Nicaraguan journalist Carlos Fernando Chamorro, a critic of the government of Daniel Ortega, returned Monday to Managua from his exile in Costa Rica, where he had moved with his family in January due to threats.

He returned to Nicaragua despite admitting there is no guarantee for his safety there.

“I am returning to my homeland after almost 11 months of exile in Costa Rica, as a citizen and journalist, to exercise my constitutional rights,” said Chamorro, owner and director of the Confidencial digital newspaper, after arriving at the Managua airport.

Chamorro, 62, said he is aware of the risks, given that the country “offers no guarantee so that the tens of thousands of exiles in Costa Rica can return.”

“In Nicaragua there is a de facto state of exception that has complicated freedom of the press, expression and freedom of mobilization,” said the journalist, whose work also included local television programs “Esta Semana” and “Esta Noche.”

Chamorro had emigrated with his family to Costa Rica on January 20 due to “extreme threats” against his integrity, he said then, after the government closed the offices of Confidencial.

He said he will demand from the government the return of the headquarters of the digital newspaper and the lifting of censorship of his television programs, which were canceled in December for denouncing and documenting the repression in anti-government protests. However, Chamorro continued broadcasting through YouTube.

Demonstrations in Nicaragua broke out in April 2018 against a social security reform and became a demand for Ortega’s resignation. The repression left 328 dead and 88,000 exiled, according to the Inter-American Commission on Human Rights (IACHR), and allegations of arbitrary detentions of opponents continue.
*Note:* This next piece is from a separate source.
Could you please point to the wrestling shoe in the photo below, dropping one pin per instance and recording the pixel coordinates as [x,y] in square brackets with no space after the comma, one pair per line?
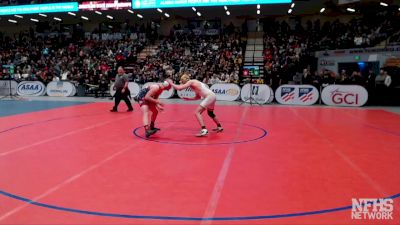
[218,129]
[202,133]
The journalist is one of the children of former president Violeta Barrios de Chamorro (1990-1997), who ruled during the so-called period of democratic transition, after the Sandinista revolution (1979-1990).

“I feel very excited, especially because I will be able to hug and kiss my mother, who has been in a very poor health condition for several months,” he said.

And he stressed that the examples of his mother and father — who was also a journalist, and murdered in 1978 by the last Somoza dictatorship — are the “moral force” that has sustained him “in difficult times.”

Chamorro and a group of seven journalists and opponents who accompanied him entered Managua without problems from Nicaraguan immigration authorities.